A painting by Capt Matt Gauldie which depicts two returned servicemen, WW2 veteran Mr Ian Cannon and Lance Corporal Daniel Moyle, comparing notes (AW-11-1007-2).
Sadly, Mr Cannon, a veteran who served in the Pacific and former resident of the Ranfurly Veterans Home, died in November last year. LCPL Moyle is an Army Reserve soldier posted to the 3rd Auckland (Countess of Ranfurly's Own) and Northland Battalion and has completed a deployment to the Solomon Islands and Timor- Leste.
Unveiling the painting at the Ranfurly Veterans Home in the presence of veterans young and old, friends and family members, was significant for a number of reasons not least being it recognised what the Veterans Home and the 3rd Battalion have in common. The name Ranfurly comes from Lord Ranfurly, former Governor of NZ (1897 to 1904). He laid the foundation stone for the veterans' home that now bears his name and it was from his wife that the 3rd Battalion has, as part of its title, "The Countess of Ranfurly's Own". And, there is of course the Ranfurly rugby shield.

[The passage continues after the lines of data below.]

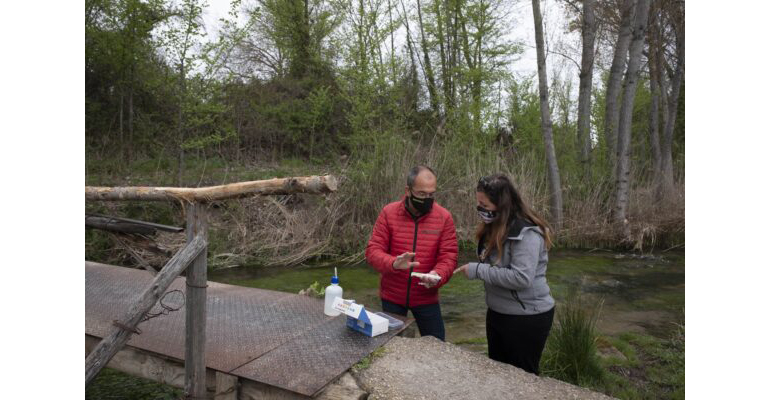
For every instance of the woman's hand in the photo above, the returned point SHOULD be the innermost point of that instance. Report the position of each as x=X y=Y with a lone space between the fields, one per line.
x=463 y=270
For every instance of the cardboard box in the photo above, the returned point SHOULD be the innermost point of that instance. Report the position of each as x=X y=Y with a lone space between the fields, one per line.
x=359 y=319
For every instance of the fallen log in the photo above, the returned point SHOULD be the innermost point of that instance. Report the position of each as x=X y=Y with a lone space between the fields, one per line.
x=277 y=186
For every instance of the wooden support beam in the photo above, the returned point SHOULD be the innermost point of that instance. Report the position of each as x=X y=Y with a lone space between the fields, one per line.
x=150 y=365
x=305 y=184
x=195 y=317
x=227 y=387
x=94 y=220
x=120 y=334
x=111 y=225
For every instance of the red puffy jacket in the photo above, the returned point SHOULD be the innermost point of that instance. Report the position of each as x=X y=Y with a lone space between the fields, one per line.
x=432 y=237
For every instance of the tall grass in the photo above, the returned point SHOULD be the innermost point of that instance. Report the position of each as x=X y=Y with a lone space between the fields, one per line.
x=288 y=230
x=570 y=353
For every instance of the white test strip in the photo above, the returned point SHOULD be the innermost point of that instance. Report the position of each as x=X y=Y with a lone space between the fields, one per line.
x=429 y=276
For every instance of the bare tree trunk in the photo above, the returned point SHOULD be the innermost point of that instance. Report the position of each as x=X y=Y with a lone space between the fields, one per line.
x=180 y=130
x=444 y=49
x=611 y=111
x=276 y=186
x=655 y=91
x=586 y=83
x=622 y=176
x=428 y=68
x=554 y=180
x=667 y=163
x=655 y=122
x=413 y=82
x=120 y=123
x=130 y=143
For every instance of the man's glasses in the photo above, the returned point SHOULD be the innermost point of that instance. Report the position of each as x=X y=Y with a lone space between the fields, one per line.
x=425 y=195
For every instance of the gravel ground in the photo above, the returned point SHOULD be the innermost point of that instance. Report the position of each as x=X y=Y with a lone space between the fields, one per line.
x=427 y=368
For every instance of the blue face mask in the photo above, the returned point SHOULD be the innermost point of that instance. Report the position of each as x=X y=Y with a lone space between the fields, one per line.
x=486 y=215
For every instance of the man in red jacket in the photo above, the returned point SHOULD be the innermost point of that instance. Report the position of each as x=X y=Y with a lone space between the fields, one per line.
x=414 y=235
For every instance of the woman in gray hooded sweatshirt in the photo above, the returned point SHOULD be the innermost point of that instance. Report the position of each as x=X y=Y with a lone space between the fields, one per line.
x=513 y=243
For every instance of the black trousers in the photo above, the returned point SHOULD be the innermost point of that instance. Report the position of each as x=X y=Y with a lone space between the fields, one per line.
x=428 y=317
x=518 y=339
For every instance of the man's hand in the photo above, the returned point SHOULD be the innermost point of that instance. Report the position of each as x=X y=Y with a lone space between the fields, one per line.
x=430 y=279
x=403 y=261
x=462 y=270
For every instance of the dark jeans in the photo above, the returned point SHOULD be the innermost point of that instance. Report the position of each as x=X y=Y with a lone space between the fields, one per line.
x=518 y=339
x=428 y=317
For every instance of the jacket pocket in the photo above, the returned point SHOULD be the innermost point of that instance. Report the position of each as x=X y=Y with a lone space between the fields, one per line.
x=515 y=295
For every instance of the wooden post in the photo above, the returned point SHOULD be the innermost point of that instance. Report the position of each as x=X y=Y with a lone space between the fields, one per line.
x=110 y=345
x=227 y=387
x=195 y=318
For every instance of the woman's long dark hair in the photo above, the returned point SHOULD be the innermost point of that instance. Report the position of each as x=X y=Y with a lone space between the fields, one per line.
x=501 y=192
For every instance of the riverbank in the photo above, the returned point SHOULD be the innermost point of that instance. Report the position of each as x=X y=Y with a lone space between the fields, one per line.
x=640 y=322
x=291 y=230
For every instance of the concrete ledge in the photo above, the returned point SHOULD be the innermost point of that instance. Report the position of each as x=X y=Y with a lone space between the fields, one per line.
x=427 y=368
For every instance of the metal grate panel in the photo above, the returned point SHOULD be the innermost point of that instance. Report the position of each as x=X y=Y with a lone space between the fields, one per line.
x=277 y=338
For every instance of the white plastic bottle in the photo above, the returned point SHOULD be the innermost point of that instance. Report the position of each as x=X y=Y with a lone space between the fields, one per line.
x=332 y=291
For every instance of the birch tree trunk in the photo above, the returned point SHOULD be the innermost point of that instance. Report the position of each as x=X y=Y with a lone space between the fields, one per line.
x=622 y=175
x=667 y=164
x=655 y=121
x=586 y=82
x=428 y=68
x=655 y=44
x=554 y=180
x=611 y=110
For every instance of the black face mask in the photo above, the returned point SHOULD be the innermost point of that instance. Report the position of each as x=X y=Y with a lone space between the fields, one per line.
x=486 y=215
x=423 y=206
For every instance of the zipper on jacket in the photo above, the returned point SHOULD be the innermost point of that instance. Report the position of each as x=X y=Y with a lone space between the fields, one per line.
x=414 y=247
x=516 y=296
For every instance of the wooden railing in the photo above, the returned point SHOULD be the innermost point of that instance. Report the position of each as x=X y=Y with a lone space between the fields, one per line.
x=192 y=258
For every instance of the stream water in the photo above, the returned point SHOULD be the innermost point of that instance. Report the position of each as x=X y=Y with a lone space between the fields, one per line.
x=633 y=293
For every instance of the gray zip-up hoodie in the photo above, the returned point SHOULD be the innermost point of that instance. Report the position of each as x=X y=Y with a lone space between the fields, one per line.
x=516 y=283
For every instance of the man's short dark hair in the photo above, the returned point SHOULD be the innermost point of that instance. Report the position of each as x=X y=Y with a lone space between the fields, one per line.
x=416 y=171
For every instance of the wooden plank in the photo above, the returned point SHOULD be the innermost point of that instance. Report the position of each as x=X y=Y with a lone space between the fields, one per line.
x=227 y=387
x=305 y=184
x=120 y=335
x=195 y=317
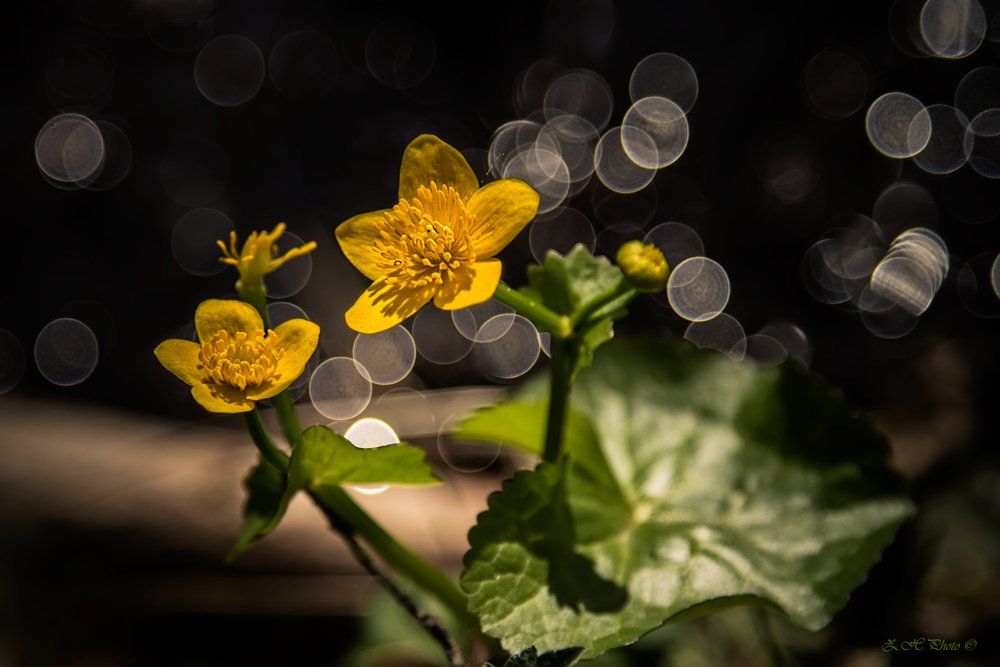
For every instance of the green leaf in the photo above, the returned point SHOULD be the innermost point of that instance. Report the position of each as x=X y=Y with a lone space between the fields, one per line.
x=531 y=658
x=722 y=484
x=574 y=282
x=265 y=506
x=324 y=458
x=589 y=288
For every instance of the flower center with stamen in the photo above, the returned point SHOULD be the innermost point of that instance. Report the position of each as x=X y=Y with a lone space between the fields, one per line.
x=240 y=360
x=424 y=241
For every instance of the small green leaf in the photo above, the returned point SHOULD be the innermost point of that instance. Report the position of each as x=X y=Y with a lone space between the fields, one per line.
x=711 y=484
x=585 y=287
x=530 y=658
x=574 y=282
x=324 y=458
x=265 y=506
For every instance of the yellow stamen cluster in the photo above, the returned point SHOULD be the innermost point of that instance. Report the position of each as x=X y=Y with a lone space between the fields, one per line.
x=259 y=255
x=240 y=360
x=425 y=242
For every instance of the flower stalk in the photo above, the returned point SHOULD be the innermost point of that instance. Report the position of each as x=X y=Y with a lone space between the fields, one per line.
x=351 y=520
x=542 y=317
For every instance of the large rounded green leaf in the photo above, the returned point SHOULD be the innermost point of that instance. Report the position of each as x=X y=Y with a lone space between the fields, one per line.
x=702 y=483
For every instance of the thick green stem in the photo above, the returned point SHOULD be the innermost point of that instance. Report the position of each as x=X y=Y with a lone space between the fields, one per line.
x=267 y=448
x=351 y=520
x=345 y=514
x=542 y=317
x=561 y=370
x=289 y=421
x=622 y=295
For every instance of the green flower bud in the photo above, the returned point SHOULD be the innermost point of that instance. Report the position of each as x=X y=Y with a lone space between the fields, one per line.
x=643 y=265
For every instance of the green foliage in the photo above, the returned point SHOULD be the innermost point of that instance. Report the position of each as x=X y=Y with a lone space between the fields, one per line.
x=590 y=290
x=574 y=282
x=701 y=484
x=265 y=505
x=324 y=458
x=531 y=658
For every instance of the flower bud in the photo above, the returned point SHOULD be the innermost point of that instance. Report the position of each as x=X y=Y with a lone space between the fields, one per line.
x=643 y=265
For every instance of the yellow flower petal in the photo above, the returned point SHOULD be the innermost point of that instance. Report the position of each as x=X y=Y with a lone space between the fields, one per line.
x=297 y=340
x=485 y=276
x=221 y=398
x=356 y=237
x=427 y=159
x=180 y=357
x=502 y=209
x=216 y=315
x=383 y=306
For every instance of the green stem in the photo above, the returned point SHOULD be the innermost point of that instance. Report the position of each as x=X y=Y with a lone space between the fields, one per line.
x=267 y=448
x=545 y=319
x=289 y=421
x=283 y=404
x=561 y=370
x=350 y=519
x=623 y=294
x=345 y=514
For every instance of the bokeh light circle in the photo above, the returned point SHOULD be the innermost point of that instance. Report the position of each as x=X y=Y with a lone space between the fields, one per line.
x=513 y=353
x=117 y=158
x=698 y=289
x=387 y=356
x=977 y=287
x=340 y=388
x=66 y=351
x=662 y=121
x=722 y=333
x=229 y=70
x=436 y=337
x=12 y=361
x=613 y=164
x=469 y=321
x=582 y=93
x=463 y=454
x=898 y=125
x=952 y=28
x=369 y=433
x=545 y=171
x=835 y=84
x=946 y=150
x=665 y=75
x=193 y=240
x=69 y=148
x=562 y=230
x=982 y=144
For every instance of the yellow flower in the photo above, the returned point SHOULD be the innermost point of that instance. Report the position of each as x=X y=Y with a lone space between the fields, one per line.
x=438 y=242
x=237 y=362
x=259 y=256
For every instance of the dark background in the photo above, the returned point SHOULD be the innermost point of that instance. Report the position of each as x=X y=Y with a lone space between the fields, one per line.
x=313 y=163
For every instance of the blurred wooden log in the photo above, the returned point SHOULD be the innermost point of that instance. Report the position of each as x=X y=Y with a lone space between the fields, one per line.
x=176 y=487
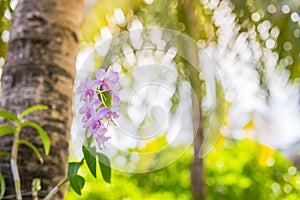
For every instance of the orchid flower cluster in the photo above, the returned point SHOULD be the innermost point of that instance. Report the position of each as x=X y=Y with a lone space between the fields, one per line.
x=101 y=100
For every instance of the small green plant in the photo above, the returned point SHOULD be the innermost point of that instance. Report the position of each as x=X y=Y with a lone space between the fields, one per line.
x=77 y=181
x=14 y=126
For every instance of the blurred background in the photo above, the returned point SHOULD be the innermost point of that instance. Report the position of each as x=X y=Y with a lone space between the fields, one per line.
x=255 y=48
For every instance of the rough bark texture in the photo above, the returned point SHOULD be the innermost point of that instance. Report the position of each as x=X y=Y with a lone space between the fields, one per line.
x=197 y=171
x=40 y=69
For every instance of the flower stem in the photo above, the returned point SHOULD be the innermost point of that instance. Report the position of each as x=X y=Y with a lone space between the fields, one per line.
x=56 y=188
x=14 y=166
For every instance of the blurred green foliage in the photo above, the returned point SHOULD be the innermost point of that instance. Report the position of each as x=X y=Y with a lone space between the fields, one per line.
x=234 y=170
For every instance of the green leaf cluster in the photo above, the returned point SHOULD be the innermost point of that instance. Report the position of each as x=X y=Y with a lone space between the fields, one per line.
x=90 y=157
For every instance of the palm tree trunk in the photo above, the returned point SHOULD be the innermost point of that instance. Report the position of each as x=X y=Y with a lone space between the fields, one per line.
x=187 y=15
x=40 y=70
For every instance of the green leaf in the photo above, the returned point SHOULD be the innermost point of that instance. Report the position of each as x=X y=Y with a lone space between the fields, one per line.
x=73 y=168
x=9 y=116
x=32 y=109
x=4 y=153
x=106 y=98
x=2 y=185
x=104 y=167
x=45 y=138
x=32 y=147
x=90 y=160
x=77 y=183
x=6 y=129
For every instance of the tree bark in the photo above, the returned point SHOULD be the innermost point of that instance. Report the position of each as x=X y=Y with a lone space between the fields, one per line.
x=197 y=172
x=40 y=70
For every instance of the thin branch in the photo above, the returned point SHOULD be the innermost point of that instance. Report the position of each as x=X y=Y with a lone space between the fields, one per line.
x=14 y=166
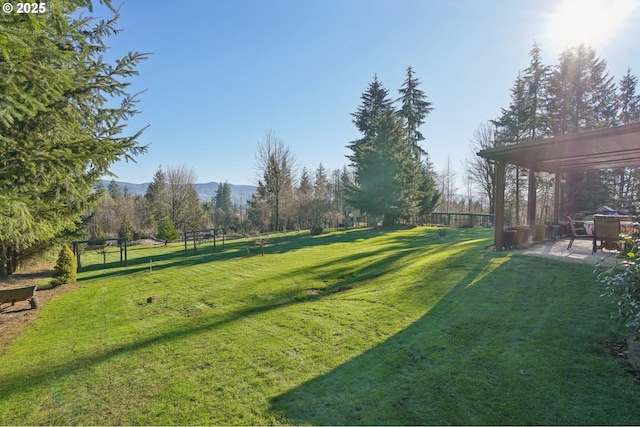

The brief formalities followed by morning tea and sharing of stories and experiences were a welcome interlude for the residents as is any time young service men and women visit the Home. Occasions like this remind the residents of the happier times when they too were in the services. They are also a good reminder for us that comradeship extends through to continual engagement and support of our aged veterans.
The painting remains the property of the NZ Army and is on loan to the 3rd Battalion. Since it features 'Ranfurly men', it makes good sense that it should be shared from time-to-time with the Ranfurly Veterans Home. This is also another example of how young and old veterans can remain connected.